A friend who’s an officer in the army told me about an incident they experienced: They encountered a terrorist in a house that had already been cleared by a ‘shawish.’ The ‘shawish’ was an elderly man, and when he realized he’d messed up, he was so scared he soiled himself. I don’t know what became of him. I was afraid to ask.

 

This one case shows that the justifications they gave us that the procedure is for ‘security’ purposes weren’t true. These people aren’t professional combatants; they don’t know how to scan a house. The soldiers don’t trust them anyway because they’re not there of their own free will. Sometimes, ‘shawishes’ are sent to houses just to set those houses on fire or blow them up.
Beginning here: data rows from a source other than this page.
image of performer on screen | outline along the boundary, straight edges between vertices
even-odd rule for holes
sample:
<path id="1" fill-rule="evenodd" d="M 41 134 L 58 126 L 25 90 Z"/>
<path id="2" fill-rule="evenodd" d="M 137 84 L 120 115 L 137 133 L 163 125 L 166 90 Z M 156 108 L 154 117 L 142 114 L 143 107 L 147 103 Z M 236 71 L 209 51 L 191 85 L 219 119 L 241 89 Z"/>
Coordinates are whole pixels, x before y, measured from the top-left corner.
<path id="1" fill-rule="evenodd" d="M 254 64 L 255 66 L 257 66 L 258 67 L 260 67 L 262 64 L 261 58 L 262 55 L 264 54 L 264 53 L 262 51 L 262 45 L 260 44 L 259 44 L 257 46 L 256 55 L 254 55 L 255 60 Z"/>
It has nothing to do with security.

 

I shudder to think what this does to the psyche of anyone who has to go into a house, terrified, in place of armed soldiers.

 

Does every mother who sends her son off to fight understand that he might find himself grabbing a Palestinian his father’s age, or his younger brother’s age, and violently forcing him to run in front of him, unarmed, into a potentially booby-trapped house or tunnel? 

 

That’s why the MPCID investigation is so infuriating. First, the soldiers are made to use Palestinians as human shields, and then the officers use lower-ranking soldiers as their own human shields, all while we’re still desperately trying to get back the hostages that are being held, in part, to serve as human shields for Hamas.

 

It was obvious that it was only a matter of time before this story blew up, but it’s too big for the MPCID to handle. Only an independent State Commission of Inquiry could get to the bottom of this.

 

Until then, we have every reason to worry about international courts in the Hague, because this procedure is a crime – a crime even the army now admits. It happens daily and is much more common than the public is being told.